Additionally, maybe add a forth resource (oranges), which will pop up randomly on the map in small amounts after the first night and till the end.

And, of course, carts are great, just need to buff them up somehow.

StoneT2000 · 2021-12-06T21:39:59Z

Awesome suggestions @nosound2

We actually considered exactly that idea about additional movement at the cost of some resources. This may or may not appear next season in some form.

For features that are non deterministic to a player like random oranges I'm not too sure, I think the already high variability in map generation and resource distributions creates significant variance in a game and doesn't need more randomness that could make a game unfair.

And for the visualizer/gui (and the error logs like warnings about collisions invalid actions etc), completely agree that they need to be more readable. So visuals for all actions (a common feedback on our mid season feedback), human readable ids, and others. Perhaps animations somehow would be a good idea. I think movement actions were quite clear with the smooth animations, perhaps we can similarly do so with all the others somehow, up to our designer.

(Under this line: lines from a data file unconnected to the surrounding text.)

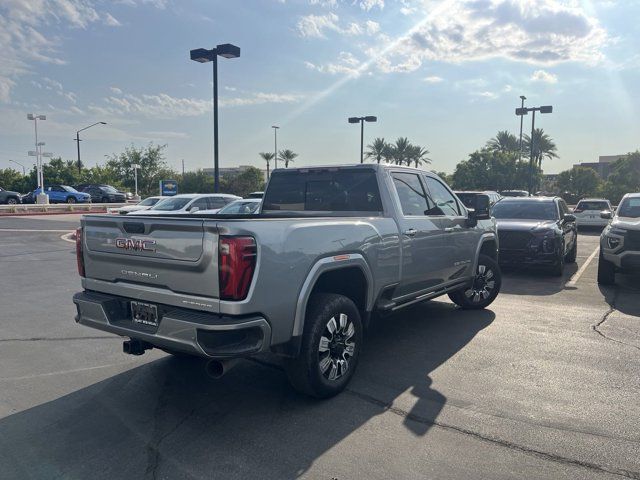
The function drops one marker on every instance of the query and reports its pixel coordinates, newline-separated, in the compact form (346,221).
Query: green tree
(242,184)
(417,155)
(196,182)
(153,167)
(504,141)
(579,181)
(543,146)
(377,150)
(287,156)
(492,170)
(267,156)
(624,177)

nosound2 · 2021-12-07T09:25:11Z

That is cool, thanks.

Regarding the "oranges", after I wrote the proposal I realised that randomness in map generation after the initial generation is not acceptable. The whole map must be generated in the beginning. Then, maybe they can be generated from the start, but be activated at specific turns. So it will be known from the beginning where and when they appear.

The reason why I push this proposal is that I feel that mid-end game is a little bit static. Sometimes completely static, if all the resources are already collected or well-guarded. Having some options for a comeback, ability to "break the defence" of that wood cluster, or just in general to have some objectives in the mid-end game can be good.

Reducing number of allowed units on the map can help. Maybe by having a price for unit production.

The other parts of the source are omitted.